The Berliners are also poets of their instruments. Among many felicities I’d cite clarinettist Markus Springer’s lovely fluid phrasing of his solos in the slow introduction and his eloquent, quasi-operatic duetting with Xenia Löffler’s oboe in Var 5 of the sixth movement. The two dance movements, each one a showcase for colour contrasts, are delectably characterised, from the mingled agitation and melancholy of the first Minuet’s G minor Trio (enhanced by the ‘buzz’ of the period bassoon) to the sublimated beer-garden music of the second Minuet’s ‘oompahing’ Trio. One small gripe: I wish the players had been less shy over ornamentation, especially in the theme and variations. Springer’s cheekily whooping embellishments in Var 2 reminded me of what I was missing elsewhere.

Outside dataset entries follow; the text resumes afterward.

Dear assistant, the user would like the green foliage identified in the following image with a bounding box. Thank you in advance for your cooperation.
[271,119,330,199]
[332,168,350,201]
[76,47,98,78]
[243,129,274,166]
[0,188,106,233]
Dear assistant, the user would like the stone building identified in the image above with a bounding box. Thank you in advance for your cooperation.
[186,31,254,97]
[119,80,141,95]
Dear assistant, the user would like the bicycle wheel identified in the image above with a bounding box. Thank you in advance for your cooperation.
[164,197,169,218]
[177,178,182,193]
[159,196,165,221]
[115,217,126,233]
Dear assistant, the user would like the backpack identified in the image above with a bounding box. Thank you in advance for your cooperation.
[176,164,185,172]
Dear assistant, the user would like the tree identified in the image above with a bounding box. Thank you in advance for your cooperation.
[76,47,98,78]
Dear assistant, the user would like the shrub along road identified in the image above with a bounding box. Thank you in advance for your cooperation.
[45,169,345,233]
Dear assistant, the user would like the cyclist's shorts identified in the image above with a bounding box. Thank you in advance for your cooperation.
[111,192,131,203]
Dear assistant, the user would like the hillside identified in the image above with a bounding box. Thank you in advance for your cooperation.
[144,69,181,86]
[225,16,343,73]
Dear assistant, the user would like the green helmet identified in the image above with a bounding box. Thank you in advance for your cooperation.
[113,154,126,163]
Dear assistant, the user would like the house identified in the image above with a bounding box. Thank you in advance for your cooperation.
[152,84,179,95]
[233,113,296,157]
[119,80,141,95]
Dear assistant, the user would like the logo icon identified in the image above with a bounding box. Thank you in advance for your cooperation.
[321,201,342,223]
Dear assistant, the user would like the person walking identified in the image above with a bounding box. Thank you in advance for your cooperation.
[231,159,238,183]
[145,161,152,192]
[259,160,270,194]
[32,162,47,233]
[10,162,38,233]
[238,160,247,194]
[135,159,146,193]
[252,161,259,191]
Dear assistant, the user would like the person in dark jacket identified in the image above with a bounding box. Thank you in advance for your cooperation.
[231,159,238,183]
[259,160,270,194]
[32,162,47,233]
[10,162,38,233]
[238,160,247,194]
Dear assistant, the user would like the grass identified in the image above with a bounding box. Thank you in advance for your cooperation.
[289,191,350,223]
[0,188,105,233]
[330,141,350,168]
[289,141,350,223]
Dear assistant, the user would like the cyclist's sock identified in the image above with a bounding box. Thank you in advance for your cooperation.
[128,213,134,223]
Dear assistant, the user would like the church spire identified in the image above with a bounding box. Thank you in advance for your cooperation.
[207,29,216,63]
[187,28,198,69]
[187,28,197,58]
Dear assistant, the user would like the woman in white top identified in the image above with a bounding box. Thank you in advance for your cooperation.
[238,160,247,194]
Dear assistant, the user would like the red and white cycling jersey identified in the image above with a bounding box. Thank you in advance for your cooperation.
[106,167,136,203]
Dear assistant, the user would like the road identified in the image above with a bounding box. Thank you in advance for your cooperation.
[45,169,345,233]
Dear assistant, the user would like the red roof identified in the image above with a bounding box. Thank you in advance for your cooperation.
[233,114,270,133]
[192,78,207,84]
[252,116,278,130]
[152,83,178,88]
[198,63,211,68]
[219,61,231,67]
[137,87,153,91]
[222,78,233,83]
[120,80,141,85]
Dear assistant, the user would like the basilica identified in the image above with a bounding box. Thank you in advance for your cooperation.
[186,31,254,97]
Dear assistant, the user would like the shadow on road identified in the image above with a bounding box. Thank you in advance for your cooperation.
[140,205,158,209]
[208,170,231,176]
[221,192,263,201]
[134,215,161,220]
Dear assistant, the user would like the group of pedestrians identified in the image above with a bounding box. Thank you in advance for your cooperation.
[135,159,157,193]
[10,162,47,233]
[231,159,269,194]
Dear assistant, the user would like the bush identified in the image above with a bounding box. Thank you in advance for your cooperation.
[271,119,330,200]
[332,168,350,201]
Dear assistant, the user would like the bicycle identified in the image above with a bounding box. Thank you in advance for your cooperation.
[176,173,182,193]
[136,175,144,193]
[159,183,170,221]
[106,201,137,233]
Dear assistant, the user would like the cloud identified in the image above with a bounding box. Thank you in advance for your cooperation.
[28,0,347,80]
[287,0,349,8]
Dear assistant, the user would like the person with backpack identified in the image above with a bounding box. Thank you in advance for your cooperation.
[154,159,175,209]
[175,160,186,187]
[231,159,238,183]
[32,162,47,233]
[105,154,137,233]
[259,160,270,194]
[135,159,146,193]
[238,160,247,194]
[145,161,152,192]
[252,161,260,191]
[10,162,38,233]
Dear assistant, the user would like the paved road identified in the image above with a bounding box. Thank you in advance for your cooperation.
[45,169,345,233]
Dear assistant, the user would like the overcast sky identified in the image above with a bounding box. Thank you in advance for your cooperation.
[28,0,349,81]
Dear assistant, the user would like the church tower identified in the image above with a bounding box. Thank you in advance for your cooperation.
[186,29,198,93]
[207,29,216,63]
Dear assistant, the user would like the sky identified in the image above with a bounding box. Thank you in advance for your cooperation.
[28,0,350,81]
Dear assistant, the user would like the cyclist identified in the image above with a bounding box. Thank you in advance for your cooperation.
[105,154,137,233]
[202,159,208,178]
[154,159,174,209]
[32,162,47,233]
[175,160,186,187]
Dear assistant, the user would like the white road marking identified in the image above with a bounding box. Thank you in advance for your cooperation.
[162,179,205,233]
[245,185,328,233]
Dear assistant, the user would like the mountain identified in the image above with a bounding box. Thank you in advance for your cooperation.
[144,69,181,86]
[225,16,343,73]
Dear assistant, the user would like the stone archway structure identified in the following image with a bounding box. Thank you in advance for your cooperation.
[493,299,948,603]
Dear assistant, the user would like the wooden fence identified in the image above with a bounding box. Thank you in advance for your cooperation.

The first of Mozart’s great wind serenades, K375, performed here in in its revised Octet version, can too easily be overshadowed by the Gran Partita and the C minor Serenade, K388. But as the Akademie players remind us, this E flat Serenade, composed, as Mozart told his father, ‘rather carefully’, yields nothing to its companions in inventiveness and expressive reach.
From the opening, where oboe and clarinet lean gracefully into their dissonant suspensions, to the finale’s folkfest, burbling bassoons to the fore, this is another delightful performance. Again, the players imaginatively exploit the more acerbic sound world of their instruments. Accents sting more than in most modern-instrument performances; and those unkempt valveless horns, with their pungent contrast between stopped and unstopped notes, are always ready to roughen things up. There is wit and ebullience to spare here, yet also a keen feeling for the maestoso breadth of the first movement and the rapt tenderness of the Adagio, first cousin to the famous Adagio of the Gran Partita. In both works the Berliners can stand alongside the finest performances in the catalogue, including the identical coupling from their counterparts from the Berlin Philharmonic (EMI, 5/06). For those wanting the music played on the kinds of instruments that Mozart himself knew, this beautifully recorded new version sweeps the field.